In particular, tumor-infiltrating lymphocytes (TILs) are associated with the immune status of host and various reports have shown the TIL level to be a favorable biomarker in the prognosis of numerous cancers, including colorectal cancer [3–6]. However, the methods of evaluating TILs differ in each study; thus, there is not yet a standardized methodology for evaluating TILs.
In 2014, the International TILs Working Group recommended the standardization of the approach to measuring the density of TILs in breast cancer [9]. They showed that it is possible to evaluate the density of TILs on H-E-stained sections without evaluating the subsets of lymphocytes.

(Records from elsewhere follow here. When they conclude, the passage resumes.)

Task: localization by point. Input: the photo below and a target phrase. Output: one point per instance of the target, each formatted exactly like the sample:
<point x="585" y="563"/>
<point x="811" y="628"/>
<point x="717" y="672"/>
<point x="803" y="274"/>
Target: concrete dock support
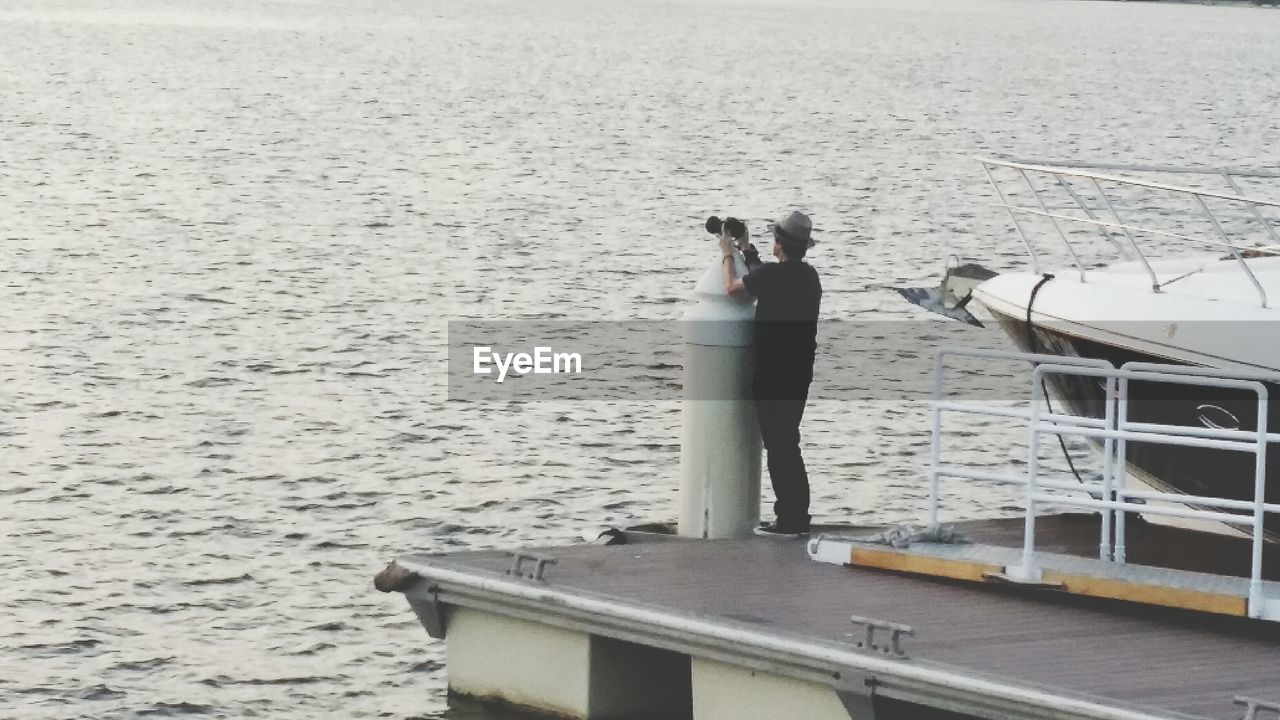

The aim of the present study is to assess the prognostic utility of TILs on H-E-stained sections in colorectal cancer in the same way as breast cancer and to standardize the methodology for evaluating TILs.
Patients and methods
Patients
We retrospectively reviewed a database of 160 patients who underwent curative surgery for Stage II/III CRC at the Department of Surgical Oncology, Osaka City University, Japan between January 2007 and November 2009. Patients who had a history of cancer therapy, who had undergone neoadjuvant chemo/chemoradiotherapy, who had undergone emergency surgery for various symptoms caused by cancer, or who had a history of inflammatory bowel disease were excluded from the present study. Written informed consent for participation in the present study was obtained from the patients. This study was performed in compliance with the principles expressed in the Declaration of Helsinki, and was approved by the ethics committee of Osaka City University (approved no. 3853). The resected specimens were judged according to the International Union Against Cancer (UICC) staging classification of colorectal cancer [10]. All patients were followed up until death or December 2015.
The patients with Stage III or high-risk Stage II disease were included in the indications for adjuvant chemotherapy. High-risk Stage II disease was defined by T4 tumors, lymphatic vessel invasion, blood vessel invasion and/or high-grade histology. In some of these patients, we didn’t administer adjuvant chemotherapy because of their performance status, general condition, age and/or their wishes. One hundred three patients (64.8%) received adjuvant chemotherapy. Patients were given an oral or intravenous regimen that included fluorouracil.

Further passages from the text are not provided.